I'm encountering the same issue. If I use a "return null" statement when I try to skip the document row I obtain the "schema can not be null" error. Did anyone manage to resolve the issue? Many thanks!

Hi @britz89 . I have not found a fix but I found an alternative way to skip it. I pull all the data then use a saved query to run and create a new Table from the import. I have the filter applied in that saved query

britz89 commented 5 months ago

So if I understood correctly you are pulling the full collection, storing in a temp table and then in a subsequent step filtering the rows. Correct? My requirement is to avoid a full copy of the collection, so I hope that this issue will be fixed otherwise I will have to find another way. Thanks for your suggestion, btw!

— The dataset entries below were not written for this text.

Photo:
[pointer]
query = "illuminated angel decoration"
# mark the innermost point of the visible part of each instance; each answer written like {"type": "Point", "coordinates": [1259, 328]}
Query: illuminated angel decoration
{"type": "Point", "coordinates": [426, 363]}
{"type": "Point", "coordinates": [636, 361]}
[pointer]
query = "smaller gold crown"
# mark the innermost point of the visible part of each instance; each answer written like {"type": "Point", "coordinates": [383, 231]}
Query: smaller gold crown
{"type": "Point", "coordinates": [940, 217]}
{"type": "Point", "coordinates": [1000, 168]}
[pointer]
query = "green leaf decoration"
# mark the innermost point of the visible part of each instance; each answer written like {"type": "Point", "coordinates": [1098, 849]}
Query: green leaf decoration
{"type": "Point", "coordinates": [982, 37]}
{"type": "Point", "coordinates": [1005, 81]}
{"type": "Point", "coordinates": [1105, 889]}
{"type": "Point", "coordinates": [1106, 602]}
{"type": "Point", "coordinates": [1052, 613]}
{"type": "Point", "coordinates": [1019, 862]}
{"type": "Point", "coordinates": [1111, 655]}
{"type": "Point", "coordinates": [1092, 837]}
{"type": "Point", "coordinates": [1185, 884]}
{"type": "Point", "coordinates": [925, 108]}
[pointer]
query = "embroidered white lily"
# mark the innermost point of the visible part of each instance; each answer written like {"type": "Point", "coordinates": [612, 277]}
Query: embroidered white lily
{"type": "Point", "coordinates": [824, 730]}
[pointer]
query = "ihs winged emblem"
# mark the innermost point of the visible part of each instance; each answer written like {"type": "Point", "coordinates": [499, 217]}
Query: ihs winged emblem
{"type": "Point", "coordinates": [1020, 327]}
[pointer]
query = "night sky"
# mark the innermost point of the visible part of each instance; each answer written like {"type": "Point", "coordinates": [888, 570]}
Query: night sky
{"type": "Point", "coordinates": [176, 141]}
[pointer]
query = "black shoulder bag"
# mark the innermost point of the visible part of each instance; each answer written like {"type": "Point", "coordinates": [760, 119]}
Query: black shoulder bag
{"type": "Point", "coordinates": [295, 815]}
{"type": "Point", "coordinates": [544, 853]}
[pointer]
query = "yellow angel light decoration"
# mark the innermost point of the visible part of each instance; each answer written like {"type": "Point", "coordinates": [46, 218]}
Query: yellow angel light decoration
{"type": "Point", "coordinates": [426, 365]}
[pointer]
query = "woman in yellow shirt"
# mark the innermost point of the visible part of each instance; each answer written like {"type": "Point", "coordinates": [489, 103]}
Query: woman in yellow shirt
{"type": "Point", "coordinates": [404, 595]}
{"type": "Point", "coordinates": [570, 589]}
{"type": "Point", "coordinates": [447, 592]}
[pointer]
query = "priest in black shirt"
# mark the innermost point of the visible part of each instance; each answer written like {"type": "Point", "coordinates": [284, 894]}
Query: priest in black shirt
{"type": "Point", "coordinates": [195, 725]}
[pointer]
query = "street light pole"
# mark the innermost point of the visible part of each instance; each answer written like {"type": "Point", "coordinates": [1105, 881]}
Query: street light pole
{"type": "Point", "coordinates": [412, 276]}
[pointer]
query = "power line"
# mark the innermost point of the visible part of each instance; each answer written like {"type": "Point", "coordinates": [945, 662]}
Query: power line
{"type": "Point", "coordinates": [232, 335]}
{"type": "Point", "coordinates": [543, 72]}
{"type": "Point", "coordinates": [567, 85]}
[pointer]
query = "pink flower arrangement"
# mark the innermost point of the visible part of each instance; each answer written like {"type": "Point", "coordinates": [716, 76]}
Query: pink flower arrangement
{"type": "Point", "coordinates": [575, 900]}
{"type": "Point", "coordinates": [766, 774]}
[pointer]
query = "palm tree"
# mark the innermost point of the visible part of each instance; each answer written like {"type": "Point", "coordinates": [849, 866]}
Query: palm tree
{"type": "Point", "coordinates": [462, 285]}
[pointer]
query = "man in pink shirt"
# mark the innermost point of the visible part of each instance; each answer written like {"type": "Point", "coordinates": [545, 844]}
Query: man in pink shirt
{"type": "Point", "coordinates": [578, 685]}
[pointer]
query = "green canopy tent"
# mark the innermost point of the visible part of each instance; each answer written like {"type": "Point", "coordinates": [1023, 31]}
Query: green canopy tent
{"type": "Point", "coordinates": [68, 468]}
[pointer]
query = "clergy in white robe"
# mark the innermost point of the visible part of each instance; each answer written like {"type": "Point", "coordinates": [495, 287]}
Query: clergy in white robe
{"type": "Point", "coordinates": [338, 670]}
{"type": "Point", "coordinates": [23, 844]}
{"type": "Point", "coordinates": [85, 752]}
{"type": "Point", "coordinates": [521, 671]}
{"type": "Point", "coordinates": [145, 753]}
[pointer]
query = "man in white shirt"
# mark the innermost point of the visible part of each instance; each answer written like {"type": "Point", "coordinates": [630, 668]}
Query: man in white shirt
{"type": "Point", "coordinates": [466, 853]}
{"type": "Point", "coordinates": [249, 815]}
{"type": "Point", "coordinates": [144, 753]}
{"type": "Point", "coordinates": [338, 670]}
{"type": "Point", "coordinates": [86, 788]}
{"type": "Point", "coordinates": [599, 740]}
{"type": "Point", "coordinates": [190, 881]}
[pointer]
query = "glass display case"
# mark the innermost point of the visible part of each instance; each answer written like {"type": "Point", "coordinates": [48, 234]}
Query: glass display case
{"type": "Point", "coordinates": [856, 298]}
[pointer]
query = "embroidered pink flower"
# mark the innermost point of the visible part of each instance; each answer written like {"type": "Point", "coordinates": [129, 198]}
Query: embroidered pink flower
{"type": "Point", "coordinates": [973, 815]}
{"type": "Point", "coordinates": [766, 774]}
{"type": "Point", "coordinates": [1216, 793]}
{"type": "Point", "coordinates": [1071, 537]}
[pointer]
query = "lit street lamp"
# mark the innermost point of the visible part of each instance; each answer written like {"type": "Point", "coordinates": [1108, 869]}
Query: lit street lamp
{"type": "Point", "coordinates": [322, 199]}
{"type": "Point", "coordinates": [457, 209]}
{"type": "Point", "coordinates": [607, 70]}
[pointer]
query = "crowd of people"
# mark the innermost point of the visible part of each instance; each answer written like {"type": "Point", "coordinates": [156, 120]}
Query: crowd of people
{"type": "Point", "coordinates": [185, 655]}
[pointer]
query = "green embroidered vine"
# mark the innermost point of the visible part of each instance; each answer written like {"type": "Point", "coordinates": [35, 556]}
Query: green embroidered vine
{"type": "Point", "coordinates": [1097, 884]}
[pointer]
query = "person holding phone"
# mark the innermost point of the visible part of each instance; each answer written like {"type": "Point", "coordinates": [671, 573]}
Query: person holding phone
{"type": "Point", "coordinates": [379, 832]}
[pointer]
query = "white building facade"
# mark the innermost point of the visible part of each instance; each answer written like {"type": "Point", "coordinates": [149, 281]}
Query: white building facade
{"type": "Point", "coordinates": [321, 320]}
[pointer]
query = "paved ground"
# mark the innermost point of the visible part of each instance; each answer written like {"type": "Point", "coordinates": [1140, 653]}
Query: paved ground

robbycarter commented 5 months ago

So if I understood correctly you are pulling the full collection, storing in a temp table and then in a subsequent step filtering the rows. Correct? My requirement is to avoid a full copy of the collection, so I hope that this issue will be fixed otherwise I will have to find another way. Thanks for your suggestion, btw!

Yes that is what I am currently doing until it is fixed because I need a solution up. The other alternative I thought about is using a custom batch template and fixing the issue.